Les règles 8.25-8.31 des Règles de procédure de l’Alberta régissent le processus de Procès Simplifié en Alberta. Un Procès Simplifié est une version simplifiée d’un procès complet sur le fond. Le but des Procès Simplifiés est de résoudre les actions civiles, à l’exception des actions liées au droit de la famille, qui peuvent être résolues de manière équitable et juste par le processus simplifié, tout en tenant compte de l’importance et de la complexité des enjeux, des quantums impliqués et des ressources qui peuvent raisonnablement être allouées à la résolution du litige.[6]
Selon la règle 8.25(1), la Cour détermine si une action est appropriée pour le processus de Procès Simplifié en fonction des critères suivants :
- Il est nécessaire pour que l’action soit résolue de manière équitable et juste ; et
- Il est proportionné à l’importance et à la complexité des enjeux, aux montants impliqués et aux ressources qui peuvent raisonnablement être allouées à la résolution du litige.

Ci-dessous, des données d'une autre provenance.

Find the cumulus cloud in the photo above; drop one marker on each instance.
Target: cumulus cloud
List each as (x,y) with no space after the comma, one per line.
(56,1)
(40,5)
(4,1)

Une partie peut présenter une demande de Procès Simplifié auprès de la Cour du Banc du Roi, ou la Cour peut de sa propre initiative déterminer qu’une action sera traitée selon le processus de Procès Simplifié. Si la procédure est engagée par une demande, le demandeur doit démontrer, selon la prépondérance des preuves, que le Procès Simplifié est à la fois nécessaire et proportionné.[7]
Un Procès Simplifié est généralement disponible pour les actions suivantes :
- la récupération d’une somme liquidée ;
- la récupération de biens immobiliers ou personnels ;
- celles dépendant principalement de l’interprétation de documents ;
- les dommages pour préjudice corporel où la somme des dommages serait probablement inférieure à 100 000 $ ; et
- les actions pour licenciement abusif.[8]
Une action peut encore être appropriée pour le processus de Procès Simplifié même dans les circonstances suivantes :
- des questions concernant la crédibilité se posent ;
- un certain témoignage oral peut être nécessaire ;
- un contre-interrogatoire de certains témoins peut être requis ; ou
- des preuves d’expert peuvent être introduites.[9]
La règle 8.26(1) établit le processus pour entamer un Procès Simplifié. Une demande de Procès Simplifié doit être faite de l’une des manières suivantes :
- en déposant la demande en utilisant le formulaire 36 et en signifiant la demande aux autres parties ;
- en soumettant une demande écrite au tribunal accompagnée d’une ordonnance de consentement proposée décrivant le processus selon lequel les parties ont convenu que le Procès Simplifié se déroulera ;
- en faisant une demande par le biais du processus de gestion de cas ; ou
- tel que dirigé par la Cour.
La Cour a également établi des directives pour la planification et la préparation du Procès Simplifié, comme discuté dans l’Avis du 22 décembre 2023 aux professionnels et au public. Avant la date du Procès Simplifié, chaque partie doit préparer une déclaration préliminaire écrite qui ne dépasse pas 5 pages. La déclaration préliminaire doit faire ce qui suit :
- Exposer ce que cette partie croit que les preuves démontreront ; et
- Fournir un aperçu de la position de cette partie sur l’issue.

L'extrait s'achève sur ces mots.